仲村清司著「消えゆく沖縄 移住生活20年の光と影」光文社新書

大阪出身のウチナーンチュ2世である仲村清司氏が、沖縄に移住して20年を経て、その間に感じ取った沖縄らしさの消失を、新書という形式でまとめたのが、この「消えゆく沖縄 移住生活20年の光と影」である。仲村清司氏の著書といえば、僕が沖縄に断続的に恋い焦がれている間に、沖縄の食文化や、風習等を面白おかしく紹介し、沖縄の生活スタイルに憧れるように仕向けていく、そういう内容が多かったように思う。しかし、その沖縄の文化を紹介する本を上梓してから10数年が過ぎ、観光客も増え、沖縄が観光立県になっていくと同時に、何かが失われていっていることに危惧した仲村清司氏が、自分の遺書的な内容で述べているのが、今作の特徴である。僕個人との関わりで言えば、沖縄に恋い焦がれていた10数年前に、一人でバックパッカー的旅をし、沖縄を満喫していたように思う。しかし、その後、様々な事情から沖縄からは離れていた。仲村清司氏の著書や、下川裕治氏の著書でその間も沖縄に憧れは持っていたが、本格的に沖縄に向き合い出したのは今年である。
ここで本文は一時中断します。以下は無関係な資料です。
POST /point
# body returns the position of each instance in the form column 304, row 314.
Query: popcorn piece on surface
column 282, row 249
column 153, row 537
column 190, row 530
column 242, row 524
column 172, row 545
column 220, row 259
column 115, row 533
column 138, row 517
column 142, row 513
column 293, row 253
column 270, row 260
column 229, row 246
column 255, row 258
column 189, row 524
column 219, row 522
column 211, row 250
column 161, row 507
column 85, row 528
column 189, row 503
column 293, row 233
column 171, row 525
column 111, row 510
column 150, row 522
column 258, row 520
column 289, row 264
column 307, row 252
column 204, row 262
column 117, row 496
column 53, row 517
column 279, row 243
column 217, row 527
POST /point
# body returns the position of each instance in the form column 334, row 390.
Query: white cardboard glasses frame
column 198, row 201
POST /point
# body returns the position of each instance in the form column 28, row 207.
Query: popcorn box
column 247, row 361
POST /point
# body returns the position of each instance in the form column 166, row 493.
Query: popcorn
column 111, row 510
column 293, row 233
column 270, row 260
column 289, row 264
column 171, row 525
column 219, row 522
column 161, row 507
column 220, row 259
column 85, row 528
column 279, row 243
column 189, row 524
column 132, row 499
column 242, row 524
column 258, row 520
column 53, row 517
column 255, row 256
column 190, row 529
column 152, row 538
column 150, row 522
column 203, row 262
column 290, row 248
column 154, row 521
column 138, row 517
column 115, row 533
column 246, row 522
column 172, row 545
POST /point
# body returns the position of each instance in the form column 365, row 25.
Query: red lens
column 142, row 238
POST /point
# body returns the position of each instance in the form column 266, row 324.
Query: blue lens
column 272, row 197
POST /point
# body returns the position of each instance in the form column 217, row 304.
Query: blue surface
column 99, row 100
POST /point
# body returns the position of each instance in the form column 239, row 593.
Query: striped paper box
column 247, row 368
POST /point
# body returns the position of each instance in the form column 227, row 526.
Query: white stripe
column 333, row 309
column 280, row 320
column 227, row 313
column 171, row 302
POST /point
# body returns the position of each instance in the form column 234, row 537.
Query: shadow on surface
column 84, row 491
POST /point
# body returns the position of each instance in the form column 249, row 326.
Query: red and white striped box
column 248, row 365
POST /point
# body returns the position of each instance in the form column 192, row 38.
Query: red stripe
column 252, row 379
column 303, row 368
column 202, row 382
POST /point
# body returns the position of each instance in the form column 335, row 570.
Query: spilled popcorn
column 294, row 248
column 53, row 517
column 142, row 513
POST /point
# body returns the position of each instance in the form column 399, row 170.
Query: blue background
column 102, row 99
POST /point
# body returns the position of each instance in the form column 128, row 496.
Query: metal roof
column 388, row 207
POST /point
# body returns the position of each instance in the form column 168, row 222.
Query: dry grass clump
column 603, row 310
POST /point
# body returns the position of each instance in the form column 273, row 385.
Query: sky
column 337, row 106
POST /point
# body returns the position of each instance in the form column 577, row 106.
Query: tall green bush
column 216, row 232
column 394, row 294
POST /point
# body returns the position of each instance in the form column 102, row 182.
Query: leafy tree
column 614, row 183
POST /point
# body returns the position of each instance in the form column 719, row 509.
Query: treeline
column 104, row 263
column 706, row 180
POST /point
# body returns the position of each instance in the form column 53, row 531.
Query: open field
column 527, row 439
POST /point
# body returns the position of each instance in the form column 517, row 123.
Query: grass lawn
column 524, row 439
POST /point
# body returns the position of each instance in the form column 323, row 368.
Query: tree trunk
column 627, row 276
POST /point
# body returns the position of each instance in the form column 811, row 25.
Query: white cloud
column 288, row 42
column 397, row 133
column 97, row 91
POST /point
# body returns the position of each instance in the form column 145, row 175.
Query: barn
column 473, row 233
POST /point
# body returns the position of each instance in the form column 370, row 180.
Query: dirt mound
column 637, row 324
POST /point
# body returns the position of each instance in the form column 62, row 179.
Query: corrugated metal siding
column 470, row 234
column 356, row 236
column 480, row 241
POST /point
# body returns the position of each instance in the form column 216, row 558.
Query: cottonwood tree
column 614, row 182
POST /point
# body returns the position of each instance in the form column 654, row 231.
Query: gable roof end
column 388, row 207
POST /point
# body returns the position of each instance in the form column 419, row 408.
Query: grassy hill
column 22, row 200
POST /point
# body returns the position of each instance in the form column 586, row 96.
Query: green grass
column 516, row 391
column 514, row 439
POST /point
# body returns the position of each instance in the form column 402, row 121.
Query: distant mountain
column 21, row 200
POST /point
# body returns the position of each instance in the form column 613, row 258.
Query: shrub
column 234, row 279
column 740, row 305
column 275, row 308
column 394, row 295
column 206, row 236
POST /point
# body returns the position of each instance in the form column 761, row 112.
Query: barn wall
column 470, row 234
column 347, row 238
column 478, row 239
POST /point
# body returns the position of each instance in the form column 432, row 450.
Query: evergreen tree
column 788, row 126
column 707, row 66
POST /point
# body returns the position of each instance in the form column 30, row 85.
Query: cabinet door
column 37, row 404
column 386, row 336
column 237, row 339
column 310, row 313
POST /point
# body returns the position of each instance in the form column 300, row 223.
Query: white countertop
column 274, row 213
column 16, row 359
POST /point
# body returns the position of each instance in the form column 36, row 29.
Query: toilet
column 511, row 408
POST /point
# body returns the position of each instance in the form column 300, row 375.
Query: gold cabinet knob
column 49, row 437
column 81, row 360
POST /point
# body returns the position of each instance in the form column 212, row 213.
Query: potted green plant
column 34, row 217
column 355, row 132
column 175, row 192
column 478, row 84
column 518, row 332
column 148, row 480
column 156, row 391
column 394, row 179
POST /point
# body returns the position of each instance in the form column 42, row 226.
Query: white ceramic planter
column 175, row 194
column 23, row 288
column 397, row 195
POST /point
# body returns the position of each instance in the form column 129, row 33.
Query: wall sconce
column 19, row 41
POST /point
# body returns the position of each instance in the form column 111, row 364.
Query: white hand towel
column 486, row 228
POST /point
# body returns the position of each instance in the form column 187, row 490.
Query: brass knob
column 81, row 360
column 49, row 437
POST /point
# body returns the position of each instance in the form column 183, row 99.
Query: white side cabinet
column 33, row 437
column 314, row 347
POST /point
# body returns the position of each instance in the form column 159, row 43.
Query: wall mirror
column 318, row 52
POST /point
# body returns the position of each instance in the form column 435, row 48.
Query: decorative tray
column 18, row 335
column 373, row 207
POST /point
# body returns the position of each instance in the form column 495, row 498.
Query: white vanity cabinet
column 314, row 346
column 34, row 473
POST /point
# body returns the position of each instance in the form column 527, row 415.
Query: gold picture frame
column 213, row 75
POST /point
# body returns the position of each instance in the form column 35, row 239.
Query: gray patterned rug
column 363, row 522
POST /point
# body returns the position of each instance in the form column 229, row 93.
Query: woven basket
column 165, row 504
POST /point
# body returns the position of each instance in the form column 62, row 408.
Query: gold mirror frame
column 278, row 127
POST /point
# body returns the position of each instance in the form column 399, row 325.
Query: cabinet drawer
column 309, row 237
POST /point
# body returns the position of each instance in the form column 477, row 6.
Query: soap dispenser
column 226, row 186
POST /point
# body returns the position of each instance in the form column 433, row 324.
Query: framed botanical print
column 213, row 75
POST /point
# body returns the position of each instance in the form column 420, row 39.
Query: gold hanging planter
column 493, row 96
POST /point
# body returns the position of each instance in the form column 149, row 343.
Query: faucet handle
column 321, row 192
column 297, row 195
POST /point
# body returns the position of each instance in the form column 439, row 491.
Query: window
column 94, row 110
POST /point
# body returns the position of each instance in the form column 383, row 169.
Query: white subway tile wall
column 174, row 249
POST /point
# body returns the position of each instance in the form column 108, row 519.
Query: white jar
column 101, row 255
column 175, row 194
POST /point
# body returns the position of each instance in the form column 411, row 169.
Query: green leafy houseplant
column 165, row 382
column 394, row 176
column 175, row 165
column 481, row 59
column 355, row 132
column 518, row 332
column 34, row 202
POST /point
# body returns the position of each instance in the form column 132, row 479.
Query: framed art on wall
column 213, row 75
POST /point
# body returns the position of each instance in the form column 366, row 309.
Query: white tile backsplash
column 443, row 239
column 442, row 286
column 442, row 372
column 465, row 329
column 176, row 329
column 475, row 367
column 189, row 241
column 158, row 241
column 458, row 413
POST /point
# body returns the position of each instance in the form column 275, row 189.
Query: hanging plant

今年、3度も沖縄と離島を巡り、例えば那覇の国際通りでドン・キホーテが出店しているのに驚いたり、モノレールのゆいレールの時間の正確さに当たり前のように感じたのは、まさに沖縄自体が本土化していることの表れのような気がしてならない。逆に南の果てである波照間島などは、まだ、本土化がされていないところではあるが、これも飛行機による空路の開設により、本土化が進む危惧を感じる。そうした今年の旅行を踏まえ、この「消えゆく沖縄」を読むと、沖縄のアイデンティティが消失しつつあるのが、実感を伴って理解できるようになる。もちろん観光のみならず、基地問題や、神の消失といった、日本のマスコミが伝えない、というか伝えられない内容にも踏み込んでいて、その辺はナイチャーである僕にとっても、考えさせられるところがある。第3章では、仲村清司氏が色々助けてもらっていたバーのマスターとの交流について触れられているが、このマスターの存在も、沖縄らしさの消失を物語っていると言える。仲村清司氏が、余生を沖縄で過ごすのか、それもあやふやになってきたと語るように、沖縄自体の変容が、大きな要因であると言える。この本は、結構個人的内容が深いと思うが、それでいて、沖縄に関心を寄せる万人にも、何か訴えかける力を持っていると思う。日本本土においても、この問題は無視はできないと感じている。近年、シリアスな内容の本を上梓していることもある仲村清司氏であるが、読みやすいながら、何か読者に問題を突きつけているところは、読後、心に引っかかりを残していると思う。光文社新書創刊15周年記念の本ではあるが、沖縄フリークであってもなくても、一度は読んでいただきたいと思わせる本である。